Anyone with even their little finger on the popular culture pulse over the past few months will have picked up the fact that the Game of Thrones final season has been littered with ‘fails’. Firstly, fans were eager to point out a whole host of plot inconsistencies. Then there was the incident of the Starbucks cup being left in shot. Now there’s the ‘sicansíos’ debacle.
Haven’t heard this one yet? Well, from a translation fail viewpoint, (and you know how much we love those), this is a doozy, so read on.
What went wrong?
In the finale of Season 8 – yes, we mean the last episode of Game of Thrones EVER – fans in Spanish speaking countries noticed a rather strange piece of dialogue. During a battle scene, Liam Cunningham, playing Davos Seaworth, says “she can’t see us”. He says it in a Geordie accent, despite being Irish, as that’s how his character speaks.
So far so normal. Now, the problem occurred when the Spanish translation experts got hold of the tape and started to work their questionable magic on it. Instead of translating ‘she can’t see us’ into the correct Spanish, which would have been ‘no puede vernos’, they failed to recognise the phrase as English at all and simply translated the phrase phonetically to ‘sicansíos’. Why? No one really knows.
Could it be that the translators were so blindsided by the fact that the final episode was, in many viewers’ opinion, a bit rubbish? Could it be that they were so thrown by the Geordie accent that they decided to make up a weird Spanish-sounding word and hope their audience didn’t notice? Did they think the dialogue was a random piece of Valyrian thrown in by Cunningham to keep the rest of the cast on their toes?
The truth is that only the Spanish translation team working on the project know what really happened. We think it’s probably a combination of factors. Firstly, the episode producers were so freaked out by the thought of it being leaked ahead of scheduled broadcast that they kept the final cut back until the very latest moment. This gave translation teams around the world very little time to work on the episode and do a good job of the translation.
Then there’s the fact that the makers of Game of Thrones love nothing more than adding a smattering of conlangs (constructed languages) into the mix when writing their scripts. There are several that pop up here and there, each of which needs to be well grammatically thought-out and used consistently. We’re sure the team responsible know all too well that GoT fans won’t let a syntax error pass them by without a full-on chatroom meltdown.
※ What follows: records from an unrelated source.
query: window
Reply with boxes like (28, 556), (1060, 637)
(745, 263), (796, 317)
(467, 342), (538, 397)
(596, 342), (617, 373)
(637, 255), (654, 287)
Then we come to what is perhaps the crux of the matter: the accent. Regional accents in any language are more difficult to recognise and translate than words uttered in more standard accents. Mistakes like ‘sicansíos’ demonstrate that translation fails can happen even when the stakes are extremely high.
It’s a tough job to get language translation services right every time, but we certainly do our best!